In cantina vige il minimalismo e sono preferiti materiali naturali, tra i quali soprattutto le anfore di terracotta e in seconda battuta i contenitori di legno, purché già utilizzati e poco impattanti sull’equilibrio del vino.
La filosofia di fondo è ritrovare nel calice il frutto, l’annata e il lavoro dell’uomo, limitando al minimo qualsiasi interferenza esterna.
Si utilizzano lieviti indigeni, nessuna filtrazione e viene aggiunta una modesta quota di anidride solforosa all’atto dell’imbottigliamento.
Ho avuto modo di riassaggiare i vini e incontrare Andrea Dichristin ed Enrico Cusinato a Bologna, durante Slow Wine Fair e mi sono, ancora una volta, emozionata.
Quello che si percepisce, oltre alla finezza dei profumi, al rispetto delle note del varietale, alla complessità data dalla macerazione, al sorso vibrante, dinamico, pieno… quello che più ti colpisce è sicuramente la VITALITA’: non saprei descriverla altrimenti, se non come se il vino dialogasse in bocca con la nostra anima, regalando meraviglia.
Sono vini gioiosi, mai scontati, con una precisa personalità data dall’annata sicuramente ma anche dalla temperanza di Andreas e del suo approccio di grande rispetto per le uve.
Garnellen (sauvignon blanc in purezza) è qualcosa che si imprime nella memoria, come il profumo di una persona a te cara, che ti avvolge con i sentori di bosso, la nota balsamica, il frutto della passione, l’acidità che guida il sorso e la sapidità che sigilla il lungo finale.

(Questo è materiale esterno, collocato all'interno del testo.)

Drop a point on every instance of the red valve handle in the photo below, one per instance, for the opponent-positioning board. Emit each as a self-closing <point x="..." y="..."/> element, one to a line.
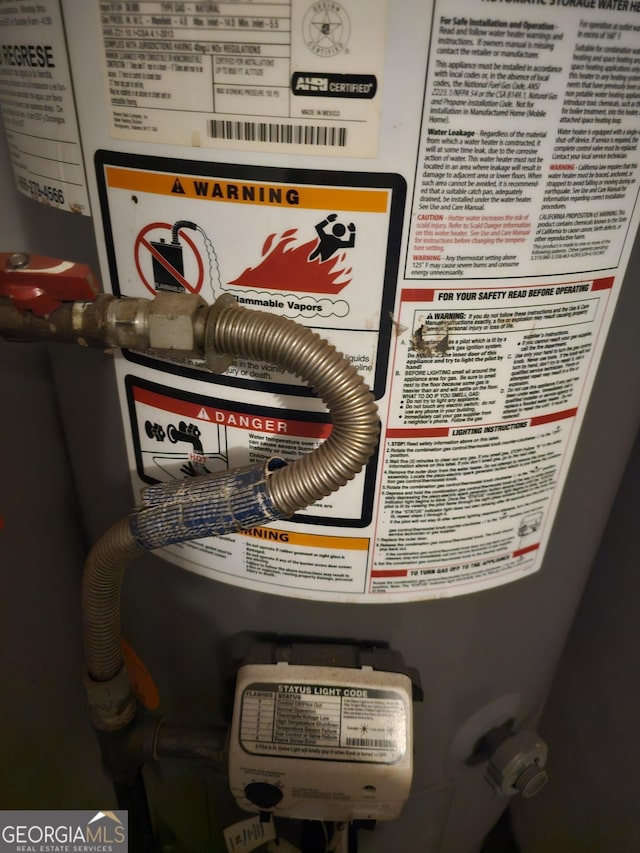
<point x="40" y="284"/>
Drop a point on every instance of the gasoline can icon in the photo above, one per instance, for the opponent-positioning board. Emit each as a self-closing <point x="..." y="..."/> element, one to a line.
<point x="163" y="277"/>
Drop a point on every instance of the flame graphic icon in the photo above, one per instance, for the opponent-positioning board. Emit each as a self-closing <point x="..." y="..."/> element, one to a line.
<point x="285" y="265"/>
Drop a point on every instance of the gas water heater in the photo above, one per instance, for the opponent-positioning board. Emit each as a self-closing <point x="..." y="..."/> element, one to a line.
<point x="447" y="194"/>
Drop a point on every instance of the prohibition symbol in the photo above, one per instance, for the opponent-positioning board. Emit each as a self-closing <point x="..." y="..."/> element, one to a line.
<point x="166" y="267"/>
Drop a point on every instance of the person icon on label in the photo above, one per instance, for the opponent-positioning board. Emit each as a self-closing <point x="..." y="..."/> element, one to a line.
<point x="332" y="239"/>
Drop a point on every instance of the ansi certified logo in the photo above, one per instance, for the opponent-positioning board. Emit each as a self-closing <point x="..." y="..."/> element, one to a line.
<point x="326" y="28"/>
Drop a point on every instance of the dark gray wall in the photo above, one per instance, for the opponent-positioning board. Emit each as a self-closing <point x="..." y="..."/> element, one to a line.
<point x="592" y="803"/>
<point x="49" y="757"/>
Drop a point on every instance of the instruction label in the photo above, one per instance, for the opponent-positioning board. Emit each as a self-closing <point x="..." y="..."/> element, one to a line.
<point x="323" y="721"/>
<point x="293" y="77"/>
<point x="529" y="150"/>
<point x="38" y="110"/>
<point x="479" y="321"/>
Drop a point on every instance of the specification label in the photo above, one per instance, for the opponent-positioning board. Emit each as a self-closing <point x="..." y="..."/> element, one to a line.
<point x="324" y="721"/>
<point x="37" y="105"/>
<point x="262" y="76"/>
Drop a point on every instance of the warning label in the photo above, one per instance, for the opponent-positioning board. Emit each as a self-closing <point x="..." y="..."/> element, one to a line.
<point x="178" y="434"/>
<point x="305" y="245"/>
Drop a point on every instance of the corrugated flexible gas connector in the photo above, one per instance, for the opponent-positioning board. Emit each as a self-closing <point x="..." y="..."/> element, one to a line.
<point x="235" y="500"/>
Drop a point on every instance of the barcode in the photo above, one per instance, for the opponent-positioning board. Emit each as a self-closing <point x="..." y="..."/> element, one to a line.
<point x="287" y="134"/>
<point x="376" y="743"/>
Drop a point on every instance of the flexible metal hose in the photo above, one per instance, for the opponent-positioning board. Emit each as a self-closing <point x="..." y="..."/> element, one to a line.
<point x="233" y="330"/>
<point x="101" y="584"/>
<point x="238" y="331"/>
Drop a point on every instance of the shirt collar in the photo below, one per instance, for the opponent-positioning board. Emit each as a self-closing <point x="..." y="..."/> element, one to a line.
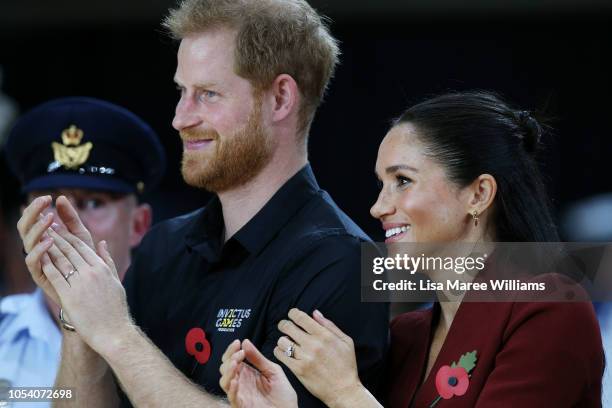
<point x="205" y="235"/>
<point x="30" y="313"/>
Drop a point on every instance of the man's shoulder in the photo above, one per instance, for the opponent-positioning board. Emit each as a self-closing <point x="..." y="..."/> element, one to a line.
<point x="176" y="225"/>
<point x="322" y="220"/>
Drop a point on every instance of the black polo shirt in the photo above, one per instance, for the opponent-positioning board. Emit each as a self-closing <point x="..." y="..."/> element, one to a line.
<point x="300" y="250"/>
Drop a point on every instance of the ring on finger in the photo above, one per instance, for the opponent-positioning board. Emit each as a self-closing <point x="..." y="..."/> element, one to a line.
<point x="290" y="352"/>
<point x="69" y="274"/>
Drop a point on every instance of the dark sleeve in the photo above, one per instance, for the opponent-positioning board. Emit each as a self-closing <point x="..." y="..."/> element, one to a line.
<point x="552" y="357"/>
<point x="327" y="277"/>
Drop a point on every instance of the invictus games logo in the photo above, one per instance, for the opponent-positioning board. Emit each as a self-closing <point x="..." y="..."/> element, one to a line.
<point x="228" y="320"/>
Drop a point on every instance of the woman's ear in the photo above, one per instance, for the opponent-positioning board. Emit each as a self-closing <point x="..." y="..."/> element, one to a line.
<point x="482" y="193"/>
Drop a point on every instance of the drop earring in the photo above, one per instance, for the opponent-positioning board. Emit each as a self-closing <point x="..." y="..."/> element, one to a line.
<point x="475" y="217"/>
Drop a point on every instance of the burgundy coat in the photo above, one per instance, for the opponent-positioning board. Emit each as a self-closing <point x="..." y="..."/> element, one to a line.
<point x="528" y="355"/>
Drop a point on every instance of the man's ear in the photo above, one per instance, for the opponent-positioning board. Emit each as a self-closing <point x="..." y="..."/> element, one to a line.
<point x="482" y="193"/>
<point x="142" y="217"/>
<point x="285" y="94"/>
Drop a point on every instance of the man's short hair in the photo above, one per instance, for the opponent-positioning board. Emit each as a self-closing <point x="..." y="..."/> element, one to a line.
<point x="273" y="37"/>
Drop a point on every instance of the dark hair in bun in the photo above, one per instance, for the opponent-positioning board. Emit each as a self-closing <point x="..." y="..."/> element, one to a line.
<point x="473" y="133"/>
<point x="530" y="130"/>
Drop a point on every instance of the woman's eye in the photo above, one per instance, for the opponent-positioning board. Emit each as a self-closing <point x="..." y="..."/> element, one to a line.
<point x="403" y="181"/>
<point x="208" y="95"/>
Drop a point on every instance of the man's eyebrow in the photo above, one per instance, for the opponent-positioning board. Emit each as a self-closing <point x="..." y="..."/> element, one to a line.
<point x="394" y="168"/>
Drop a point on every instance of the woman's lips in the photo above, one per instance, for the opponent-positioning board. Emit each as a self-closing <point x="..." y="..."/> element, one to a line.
<point x="395" y="238"/>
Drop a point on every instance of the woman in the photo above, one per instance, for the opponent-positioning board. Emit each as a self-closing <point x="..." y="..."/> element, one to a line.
<point x="456" y="168"/>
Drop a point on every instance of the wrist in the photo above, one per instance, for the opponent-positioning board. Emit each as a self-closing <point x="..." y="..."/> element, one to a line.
<point x="82" y="359"/>
<point x="112" y="346"/>
<point x="348" y="396"/>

Una danza, dalla preziosa coreografia quale quella dipinta da Matisse, un articolarsi di pathos, struttura, dinamismo.
Ogni annata di questo vino è un mondo a parte e quando si arriva all’ultimo bicchiere di una bottiglia condivisa con gli amici, si ha un senso di malinconico appagamento , per il dono che hai ricevuto e per l’esperienza di cui rimarrà solo la memoria.
“Et quod tentabam dicere, Vinum erat”.